The successful rehearsal was to test a delivery chain through which the vaccine must remain at minus 70 deg C.
The region’s richer and geographically smaller economies are expected to wrap up immunisation even faster.
Singapore started vaccinations in late December and expects to have enough doses to cover all citizens and residents by September.
The Economist Intelligence Unit (EIU) said on Jan 27 that Singapore, Hong Kong and Taiwan will reach so-called herd immunity by the end of the year, with Australia and New Zealand soon to follow.

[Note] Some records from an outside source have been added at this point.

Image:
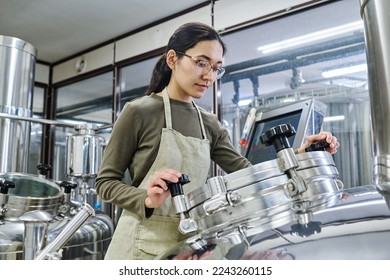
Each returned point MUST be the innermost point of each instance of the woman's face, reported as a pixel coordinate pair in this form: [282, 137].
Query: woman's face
[188, 80]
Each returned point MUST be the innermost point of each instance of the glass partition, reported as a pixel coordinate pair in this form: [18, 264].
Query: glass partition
[87, 101]
[318, 53]
[34, 157]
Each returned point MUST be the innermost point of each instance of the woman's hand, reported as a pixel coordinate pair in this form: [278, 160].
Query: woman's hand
[157, 190]
[332, 140]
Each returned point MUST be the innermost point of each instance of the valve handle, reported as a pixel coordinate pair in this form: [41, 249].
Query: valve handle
[176, 188]
[5, 186]
[318, 146]
[68, 186]
[44, 168]
[277, 136]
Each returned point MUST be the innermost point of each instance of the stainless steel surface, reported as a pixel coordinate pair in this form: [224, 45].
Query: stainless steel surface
[36, 225]
[31, 192]
[90, 242]
[356, 227]
[68, 231]
[240, 205]
[17, 71]
[375, 14]
[84, 152]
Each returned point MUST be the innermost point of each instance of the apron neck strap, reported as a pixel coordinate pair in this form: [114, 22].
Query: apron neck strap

But limited resources and regulatory delays in the rest of the region will collide with the realities of reaching 650 million people scattered over a cross-section of cities, villages and jungle.
Vietnam and Thailand will not be sufficiently immune until the middle of 2022 at the earliest. Indonesia’s ambition to vaccinate 181.5 million people over the next 15 months will take twice as long.
Laos and Myanmar and other poor countries won’t reach herd immunity before 2025 – if at all.
The resulting patchwork of immunity versus vulnerability risks giving the virus a chance to mutate. Neighbours will need to pool resources to extend vaccination to the poorer neighbours to keep the pandemic at bay.
“It’s in the interest of the vaccinated countries to help,” said EIU analyst Imogen Page-Jarrett, who helped compile the report.
Regulatory bottlenecks are also wreaking havoc.
While Thailand will import about two million doses of Sinovac by April for health workers, it’s counting on a locally produced version of the AstraZeneca-Oxford vaccine for its immunisation drive but the first doses won’t be available until June.
The company that will make the AstraZeneca vaccine, Siam Bioscience, is owned by King Maha Vajiralongkorn, drawing fire from opposition figures of self-dealing at the expense of public health.
In the Philippines, disorganisation and past trauma may also be slowing its vaccine roll-out. The government has made few firm plans to buy any foreign vaccine except for two million doses a month of China’s Sinovac between now and early next year.
Critics say the delays underscore the lack of coordination among policymakers. But they also illustrate the uneasiness with foreign vaccines.
A 2016 jab for dengue from France’s Sanofi was thought to have sickened kids, prompting parents to yank children from immunisation drives. Vaccination coverage for tuberculosis among small children under two years old dropped from 90 per cent in 2009 to 69 per cent a decade later.
Asia’s roll-out starts amid signs that the number of new cases is accelerating.
Indonesia’s tally of infections blew past the one-million mark last month, with one swab test in four turning up positive.
While the tally is low by comparison with the United States and Brazil, it strains Indonesia’s health infrastructure. The country has half the hospital beds per thousand people than neighbouring Malaysia.
Dr Dicky Budiman, an epidemiologist with Griffith University in Queensland, said there may be too much emphasis on immunisation.
While vaccines may prevent sickness, it’s not clear whether they stop transmission. Distancing and masks are still key.
“Vaccination is not the super bullet,” Dr Dicky told the Straits Times. “It’s just one of the tools.”